In fact only once. After ten hours on the road constantly pedalling into dust
,flies and headwinds it is always comforting to crash into nice comfortable
sleeping quarters clean and refreshed to allow one's body to stop complaining.
Unfortunately we only had our tent and sleeping bags as we wheeled our bikes
up a cattle track on dusk. The discomfort of thrusting an exhausted, sticky,
smelly, unwashed and underfed body into a stuffy sleeping bag is so palpable
that it takes almost fifteen minutes to go to sleep. Bush camping with dig-it-yourself
latrine facilities have one handy feature. On those desperate mornings the toilet
can be constructed after it has been used.

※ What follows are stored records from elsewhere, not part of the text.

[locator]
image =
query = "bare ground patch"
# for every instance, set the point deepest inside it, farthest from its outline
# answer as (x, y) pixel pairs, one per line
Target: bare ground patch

After five days of riding into incessant headwinds across western Queensland,
team moral hit rock bottom as news reached us that a lone gunman abducted and
probably killed and English tourist on the Stuart Highway in the Northern Territory.
Some of the roads we needed to use were closed completely while others were
secured with road blocks and some very strong police advice not to use them
unnecessarily. I'm prepared to accept some level of risk riding bikes on public
roads, but I draw the line at being shot! The description of the gunman and
his vehicle might have seemed distinctive in a city, but as we well knew applied
to about 25% of the Territory's population. The tailwind that was at long last
propelling us along with blissful ease seemed like a blessing from heaven, even
if we felt like ducking every time we were passed by a white four wheel drive.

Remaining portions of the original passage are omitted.